Elsewhere, people might demand greater sharing of existing jobs and increased employment protection for those still in work.
Another possibility was a slowing of tech adoption, perhaps due to falling innovation as technological bottlenecks became harder than expected to overcome.
Alternatively, slower change could occur as technology adoption by firms slowed – perhaps because newer technologies are less productivity enhancing for firms than those of the past.
In this scenario, the report found, there would be less change in the volume, churn and nature of work, and income and productivity growth will slow.
There could be reduced opportunities for people to find jobs that are well matched with their skills, preferences and circumstances.
Slower technological change could prompt calls for more government intervention to encourage firms to undertake research and development and innovate.
Steady as she goes
It's worth noting that, for all the fear about tech-driven disruption, New Zealand's relatively low unemployment rate, frequent reports of labour shortages and growing labour market participation rates suggested that the overall availability of work wasn't a serious issue today.

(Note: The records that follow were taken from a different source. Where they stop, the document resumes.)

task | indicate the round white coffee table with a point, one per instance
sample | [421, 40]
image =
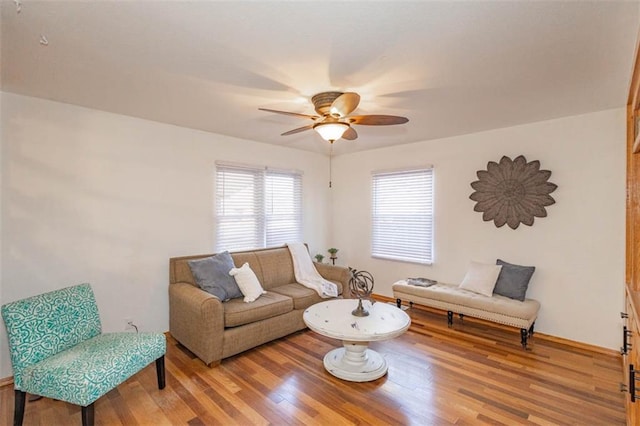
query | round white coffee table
[355, 361]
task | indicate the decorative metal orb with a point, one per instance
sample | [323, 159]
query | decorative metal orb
[360, 284]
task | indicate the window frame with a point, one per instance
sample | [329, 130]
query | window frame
[259, 181]
[420, 232]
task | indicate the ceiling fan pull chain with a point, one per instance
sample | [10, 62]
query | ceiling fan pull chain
[330, 157]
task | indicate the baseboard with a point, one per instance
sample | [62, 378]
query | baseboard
[548, 337]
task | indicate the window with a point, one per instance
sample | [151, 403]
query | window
[402, 215]
[257, 207]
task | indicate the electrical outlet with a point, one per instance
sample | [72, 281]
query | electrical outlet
[128, 324]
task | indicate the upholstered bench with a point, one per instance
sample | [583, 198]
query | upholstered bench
[451, 298]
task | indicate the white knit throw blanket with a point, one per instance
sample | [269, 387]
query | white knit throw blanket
[307, 275]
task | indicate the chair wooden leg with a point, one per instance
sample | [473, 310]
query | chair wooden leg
[160, 372]
[18, 411]
[87, 415]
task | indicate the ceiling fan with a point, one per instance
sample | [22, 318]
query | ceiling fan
[333, 120]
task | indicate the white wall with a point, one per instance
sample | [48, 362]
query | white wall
[578, 249]
[95, 197]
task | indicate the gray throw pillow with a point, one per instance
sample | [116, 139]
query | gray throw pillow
[513, 280]
[212, 275]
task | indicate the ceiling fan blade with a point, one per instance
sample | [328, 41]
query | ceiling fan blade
[298, 130]
[344, 104]
[350, 134]
[295, 114]
[377, 120]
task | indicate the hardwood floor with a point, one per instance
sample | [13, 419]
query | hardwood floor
[472, 374]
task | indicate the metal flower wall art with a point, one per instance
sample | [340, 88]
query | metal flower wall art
[512, 192]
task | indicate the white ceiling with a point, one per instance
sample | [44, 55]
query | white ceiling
[451, 67]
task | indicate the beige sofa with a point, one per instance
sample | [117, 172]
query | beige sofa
[214, 330]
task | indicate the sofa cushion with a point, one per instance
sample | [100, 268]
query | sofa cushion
[481, 278]
[248, 282]
[270, 304]
[212, 275]
[513, 280]
[302, 296]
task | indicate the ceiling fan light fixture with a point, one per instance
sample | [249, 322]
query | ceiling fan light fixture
[331, 131]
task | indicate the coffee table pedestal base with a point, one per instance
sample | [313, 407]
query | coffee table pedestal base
[355, 362]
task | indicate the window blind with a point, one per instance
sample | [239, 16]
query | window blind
[402, 215]
[257, 207]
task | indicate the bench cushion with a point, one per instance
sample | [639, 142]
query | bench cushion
[497, 308]
[270, 304]
[88, 370]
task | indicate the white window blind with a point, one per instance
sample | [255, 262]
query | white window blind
[402, 215]
[257, 207]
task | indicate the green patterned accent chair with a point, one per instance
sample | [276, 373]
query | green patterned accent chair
[58, 350]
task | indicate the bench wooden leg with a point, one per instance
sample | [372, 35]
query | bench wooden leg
[18, 410]
[160, 372]
[524, 334]
[87, 415]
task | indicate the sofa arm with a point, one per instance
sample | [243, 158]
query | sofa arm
[196, 320]
[338, 274]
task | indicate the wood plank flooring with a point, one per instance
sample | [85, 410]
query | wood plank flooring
[472, 374]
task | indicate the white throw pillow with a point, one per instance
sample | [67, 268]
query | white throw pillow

That wasn't to say the status quo would carry on – but a fourth scenario nonetheless assumed this possibility.
In this case, tech drivers of labour market change over the next one to two decades would stay within the bounds over what had been seen since the turn of the century.
While change would happen here, it would be at the rate at which we were familiar with: the advent of smartphones, eCommerce and social media.
This scenario assumed the continuation of slow productivity growth and generally slow technology adoption by New Zealand firms – and was compatible with full employment and stable levels of income inequality.
"Actual outcomes will vary," the report noted, "as other drivers of labour market change – such as variation in the business cycle or demographic change – are likely to predominate".
• Submissions on the discussion paper close on June 5 and the report is due out on March 31 next year.